À partir de son lieu d'un journaliste face à d'importantes controverses en faveur des idées espíritas. Campagnes contre les guérisseurs et les faux médiums, ils ont supposé à tort le titre de spirites. Il a été persécutés et calomniés par elle. Les jésuites étaient ses plus violents ennemis, difamándolo en public. Il a toujours répondu avec la hauteur, de l'élégance et, surtout, avec beaucoup de connaissances.
En 1892, il fut victime d'un attentat. Un fanatique religieux attaqué avec une arme à feu, qui a également été touché, mais sans grandes conséquences. C'était une époque de beaucoup de fanatisme et d'intolérance religieuse.
Il a écrit plusieurs livres et de nombreux articles de journaux, tous de grande valeur:
• Le spiritisme (1881)
• Le spiritisme à la Science (1882)
• Catéchisme de morale et de religion (1883)
• Ce qui est idéal pour la vraie chose (1893) drame.
• Un guide pour la formation et la maintenance de groupes et spirite sociétés. (1894)
• Bases qui peuvent servir à établir un partenariat et du parti libéral (1895).
• Le spiritisme à la portée de tous (1902)
• Instantanés (1907)
• Une preuve concluante de l'existence de l'âme (1909)
• Lettres de Julia (1911) (Traduction)
• Concept spirite du socialisme (1913)
• Mémoires d'un homme médiocre (1918) (1924)
• La Première Hirondelles (1922) roman
• Spiritisme en Argentine (1924), publié en 1932.
Le 14 juin 1900, il fonde la Confédération Spirite Argentine (CEA), l'union européenne regroupe la majorité des entreprises espíritas de l'Argentine jusqu'à nos jours, et Cosme Mariño, assume la présidence. Il a été vice-président de la Société protectrice des Enfants Défavorisés, a agi à l'abrogation de la peine de mort, et en 1925, il a ouvert L'Asile Centenaire, dans la ville de Villa Lynch (prov. de Buenos Aires), pour les enfants orphelins.

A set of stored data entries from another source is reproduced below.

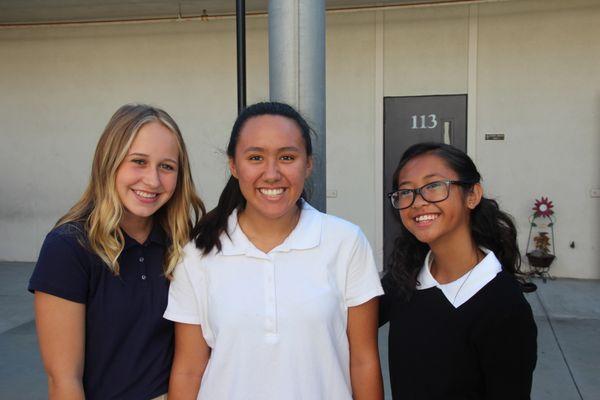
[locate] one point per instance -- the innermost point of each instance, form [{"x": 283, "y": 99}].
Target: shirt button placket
[
  {"x": 270, "y": 298},
  {"x": 143, "y": 274}
]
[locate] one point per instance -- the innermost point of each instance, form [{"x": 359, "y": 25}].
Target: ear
[
  {"x": 474, "y": 196},
  {"x": 232, "y": 168},
  {"x": 309, "y": 166}
]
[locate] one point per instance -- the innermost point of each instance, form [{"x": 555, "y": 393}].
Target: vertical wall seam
[
  {"x": 378, "y": 142},
  {"x": 472, "y": 136}
]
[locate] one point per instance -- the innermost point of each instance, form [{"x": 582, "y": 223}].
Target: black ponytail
[
  {"x": 491, "y": 227},
  {"x": 214, "y": 223}
]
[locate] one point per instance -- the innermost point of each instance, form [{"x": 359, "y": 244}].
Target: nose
[
  {"x": 151, "y": 177},
  {"x": 271, "y": 172},
  {"x": 419, "y": 201}
]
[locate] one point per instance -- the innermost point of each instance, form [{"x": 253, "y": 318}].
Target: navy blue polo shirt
[{"x": 128, "y": 344}]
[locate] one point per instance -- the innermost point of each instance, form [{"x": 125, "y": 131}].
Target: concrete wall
[{"x": 530, "y": 69}]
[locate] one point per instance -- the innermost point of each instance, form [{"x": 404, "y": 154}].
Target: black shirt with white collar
[{"x": 474, "y": 338}]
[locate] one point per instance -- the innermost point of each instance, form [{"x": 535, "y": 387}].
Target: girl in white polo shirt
[{"x": 273, "y": 299}]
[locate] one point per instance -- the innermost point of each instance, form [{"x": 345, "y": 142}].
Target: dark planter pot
[{"x": 537, "y": 259}]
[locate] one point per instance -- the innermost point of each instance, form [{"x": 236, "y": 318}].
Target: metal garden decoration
[{"x": 541, "y": 239}]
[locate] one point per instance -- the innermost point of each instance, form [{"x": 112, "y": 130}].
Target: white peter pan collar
[
  {"x": 306, "y": 235},
  {"x": 461, "y": 290}
]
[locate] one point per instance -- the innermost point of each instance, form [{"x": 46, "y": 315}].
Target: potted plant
[{"x": 542, "y": 232}]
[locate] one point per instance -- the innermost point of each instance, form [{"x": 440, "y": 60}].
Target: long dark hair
[
  {"x": 214, "y": 223},
  {"x": 490, "y": 227}
]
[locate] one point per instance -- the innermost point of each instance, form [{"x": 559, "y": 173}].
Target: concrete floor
[{"x": 567, "y": 314}]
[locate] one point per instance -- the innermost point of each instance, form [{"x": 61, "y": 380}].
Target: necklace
[
  {"x": 466, "y": 279},
  {"x": 461, "y": 286}
]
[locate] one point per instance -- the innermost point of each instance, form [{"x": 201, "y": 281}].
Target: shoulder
[
  {"x": 505, "y": 298},
  {"x": 67, "y": 237},
  {"x": 191, "y": 253}
]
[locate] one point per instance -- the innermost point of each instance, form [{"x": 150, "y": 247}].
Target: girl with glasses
[
  {"x": 101, "y": 279},
  {"x": 273, "y": 299},
  {"x": 460, "y": 327}
]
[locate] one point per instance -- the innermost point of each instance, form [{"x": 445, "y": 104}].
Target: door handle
[{"x": 447, "y": 134}]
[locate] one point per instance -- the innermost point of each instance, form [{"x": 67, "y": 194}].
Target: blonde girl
[{"x": 101, "y": 279}]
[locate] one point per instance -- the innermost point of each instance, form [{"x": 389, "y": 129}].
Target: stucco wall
[{"x": 530, "y": 69}]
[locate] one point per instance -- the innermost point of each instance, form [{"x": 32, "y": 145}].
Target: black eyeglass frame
[{"x": 417, "y": 191}]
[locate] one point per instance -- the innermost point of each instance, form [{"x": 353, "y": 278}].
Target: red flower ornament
[{"x": 543, "y": 207}]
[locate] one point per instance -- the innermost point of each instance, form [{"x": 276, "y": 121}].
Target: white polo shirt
[{"x": 276, "y": 322}]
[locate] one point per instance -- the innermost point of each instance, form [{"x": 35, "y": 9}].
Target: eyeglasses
[{"x": 433, "y": 192}]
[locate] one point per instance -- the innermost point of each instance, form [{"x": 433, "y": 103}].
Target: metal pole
[
  {"x": 297, "y": 73},
  {"x": 240, "y": 19}
]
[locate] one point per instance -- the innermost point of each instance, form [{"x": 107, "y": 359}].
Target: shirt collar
[
  {"x": 306, "y": 235},
  {"x": 157, "y": 235},
  {"x": 465, "y": 287}
]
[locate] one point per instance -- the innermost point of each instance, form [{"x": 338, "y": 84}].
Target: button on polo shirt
[
  {"x": 129, "y": 346},
  {"x": 276, "y": 322}
]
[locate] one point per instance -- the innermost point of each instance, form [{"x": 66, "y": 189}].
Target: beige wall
[{"x": 530, "y": 69}]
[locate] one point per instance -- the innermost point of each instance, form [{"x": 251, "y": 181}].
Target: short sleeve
[
  {"x": 184, "y": 290},
  {"x": 62, "y": 268},
  {"x": 362, "y": 281}
]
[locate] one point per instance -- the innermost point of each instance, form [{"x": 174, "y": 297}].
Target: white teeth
[
  {"x": 146, "y": 195},
  {"x": 271, "y": 192},
  {"x": 427, "y": 217}
]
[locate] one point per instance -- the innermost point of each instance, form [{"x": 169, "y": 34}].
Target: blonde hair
[{"x": 100, "y": 208}]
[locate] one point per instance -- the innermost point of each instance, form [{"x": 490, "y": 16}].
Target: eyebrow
[
  {"x": 282, "y": 149},
  {"x": 146, "y": 155},
  {"x": 425, "y": 177}
]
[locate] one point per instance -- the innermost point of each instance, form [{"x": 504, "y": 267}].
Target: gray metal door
[{"x": 410, "y": 120}]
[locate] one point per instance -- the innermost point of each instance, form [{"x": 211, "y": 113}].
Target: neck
[
  {"x": 454, "y": 258},
  {"x": 264, "y": 234},
  {"x": 137, "y": 228}
]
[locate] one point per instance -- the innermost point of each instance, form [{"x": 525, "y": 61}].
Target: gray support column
[{"x": 297, "y": 73}]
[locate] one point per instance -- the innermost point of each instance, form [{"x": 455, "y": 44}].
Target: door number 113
[{"x": 424, "y": 121}]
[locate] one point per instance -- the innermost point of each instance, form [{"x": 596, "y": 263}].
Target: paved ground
[{"x": 567, "y": 313}]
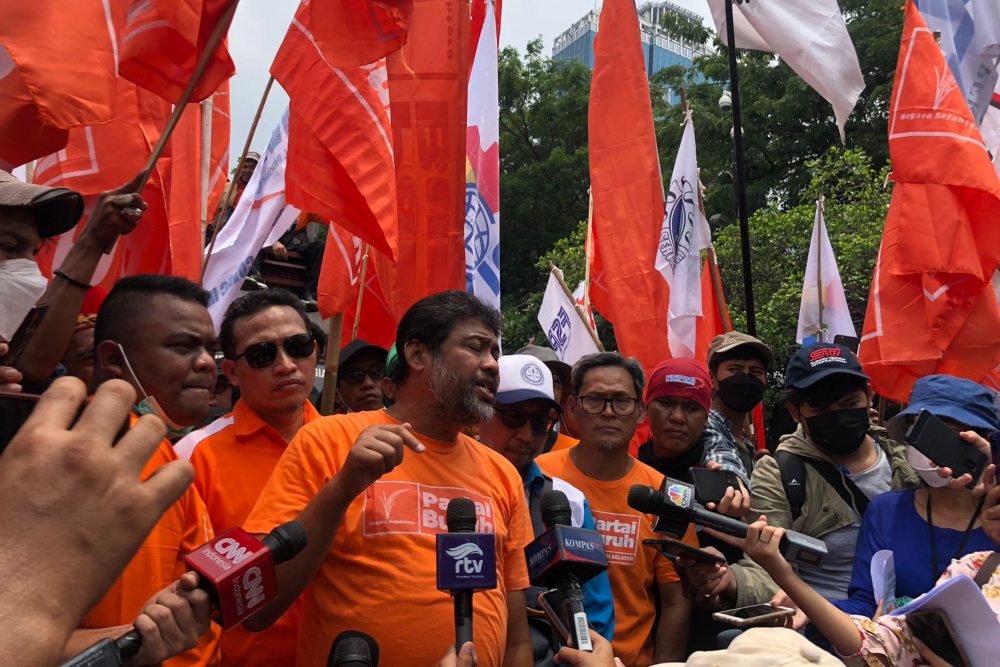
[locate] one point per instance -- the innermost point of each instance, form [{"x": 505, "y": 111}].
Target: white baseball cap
[{"x": 523, "y": 378}]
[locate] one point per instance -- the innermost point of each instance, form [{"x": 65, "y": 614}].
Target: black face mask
[
  {"x": 741, "y": 392},
  {"x": 840, "y": 432}
]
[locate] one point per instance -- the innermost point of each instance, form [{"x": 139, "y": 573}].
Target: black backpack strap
[
  {"x": 793, "y": 478},
  {"x": 842, "y": 484}
]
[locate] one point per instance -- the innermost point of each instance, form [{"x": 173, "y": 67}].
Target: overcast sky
[{"x": 260, "y": 25}]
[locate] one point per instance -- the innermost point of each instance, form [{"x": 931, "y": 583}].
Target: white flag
[
  {"x": 260, "y": 218},
  {"x": 562, "y": 324},
  {"x": 810, "y": 36},
  {"x": 684, "y": 234},
  {"x": 821, "y": 270}
]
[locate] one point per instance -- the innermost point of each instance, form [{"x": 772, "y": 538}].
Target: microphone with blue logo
[
  {"x": 565, "y": 557},
  {"x": 467, "y": 562}
]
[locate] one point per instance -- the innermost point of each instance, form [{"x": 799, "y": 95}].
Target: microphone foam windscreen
[
  {"x": 555, "y": 509},
  {"x": 461, "y": 516}
]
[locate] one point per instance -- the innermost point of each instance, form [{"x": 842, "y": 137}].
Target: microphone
[
  {"x": 676, "y": 508},
  {"x": 353, "y": 649},
  {"x": 466, "y": 562},
  {"x": 565, "y": 557},
  {"x": 236, "y": 570}
]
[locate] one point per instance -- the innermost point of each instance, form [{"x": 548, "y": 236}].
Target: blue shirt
[
  {"x": 597, "y": 600},
  {"x": 891, "y": 522}
]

Cosme Mariño, une performance de près de 50 ans dans le Spiritisme. Il a été président de la C. E. A., président permanent de la société “Record” (1883-1927), directeur de la Revue de cette institution, écrivain, journaliste, conférencier et directeur de séances mediúmnicas. Leur intime amitiés étaient de grandes figures de la politique, de l'art et de la littérature. Liée à celle de don Pancho de la Sierra, qui passent par la Capitale sont venus à la Société de la Constance, de la participation à des séances et par la suite devenir partenaire. Il a été écrit avec Amalia Domingo Soler et avec espíritas de partout dans le monde. Il était de bonne humeur, simple dans sa façon d'être, à la fois énergique et déterminé quand il avait à défendre une position dans laquelle il a été soutenu par ses connaissances et son moral.
“Le téléphone mobile de ce que j'ai fait et réussi à exprimer, il a toujours été altruiste. Quand j'ai cru que c'était une bonne idée, j'ai toujours essayé de prestigiarla et l'étaler à l'intérieur de mes compétences limitées. Je n'ai jamais cessé de considérer égoïste ou simplement par intérêt personnel, quand, avec la sincérité que j'ai caractérisé, je viens de découvrir une idée ou d'une doctrine qui pourrait servir pour le progrès moral de l'humanité. Comme elle est publique et notoire, j'ai sacrifié toute considération personnelle et utilitaire, et jusqu'à ce que le bon concept qui pourrait inspirer les autres, quand j'ai entrevu un chemin droit et sûr pour arriver à la vérité, parce que je crois que la vérité, sincèrement ressenti et pratiqué, est la seule chose qui fait l'amour pour la vie, pour son dévouement à son propre progrès, individuelle et collective” (Cosme Mariño – “Mémoires d'un homme médiocre”).